Leaned over her face, his palms locked onto her soft cheeks, Terrianis pondered as strange rumbles shook his soul, his body from within. A serpent slithered around his throat, slowly applying pressure to it as he wished to refute his son’s words, that he felt pain for a moment when he learnt of Moirstyria’s passing, when he saw Aurelithae sleeping in his arms, before she first opened her wonderful eyes and smiled at him, laughed with him. “
“I shall do so.” Albrion said his arms crossed and leaning against the wall, his eyes glowing with his own remorse and regret, masked by the necessity of his own goals.
Terrianis shut his lids as he parted away from the bed, towards its foot. His arms slowly rose high and Albrion remained silent, as he sensed a tender warmth spread first within the room. Though no scar remained on his hulking form casting its shadow across the floor whilst his dense black crown nearly reached the frescoed ceiling, Albrion still let out a moan muffled by his softly pressed lips, as he felt the dawn particles flock towards the canopied bed, slowly manifesting for the naked eyes in thin seams forming sharp cornered walls, translucent and a warm golden with speckles of cerulean floating around, occasionally forming into the three and four pointed geometrical runes of protection and healing.

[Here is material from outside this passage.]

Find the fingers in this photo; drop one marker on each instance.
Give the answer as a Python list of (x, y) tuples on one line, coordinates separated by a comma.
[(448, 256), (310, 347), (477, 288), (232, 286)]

Though what ailed Aurelithae, neither of them truly knew. Albrion believed she was on the verge of being devoured by the mindless Rage of Acheryoth after exhausting herself in a fight against a primordial intelligence as great as Maerhia herself – if not more so. Terrianis apprehended a bit more, though it was his first time witnessing one whose soul got detached from their body. Hence, he reflexively erected a barrier doing no more than keeping Aurelithae’s body in its current state healed of its battle wounds until he found a way the draw her back into her mortal vessel.
A sigh escaped her, and it eased both equally for the moment.
“Please awaken. Please come back to me, to us my dearest whelp.” Terrianis whispered kneeling besides the bed and with his own voice, poisoned by his own fatherly worries and hopes, his warm breath brushed against her smooth and lustrous skin visible bereaved of its warmth, turning pale and white as polished marble near the corners. A peculiar and worrisome change, further confusing him. Though it seemed, the change came and ceased. “We… I need you!” Terrianis whispered, laced by his sealed away parental emotions.
Albrion looked at him as his sharpened ears picked up on the whispery words, slightly astounded hearing them part for the first time from Terrianis’s lips. But he remained wordless, confused by his own feelings and loyalties he wished to mull on until she awoke.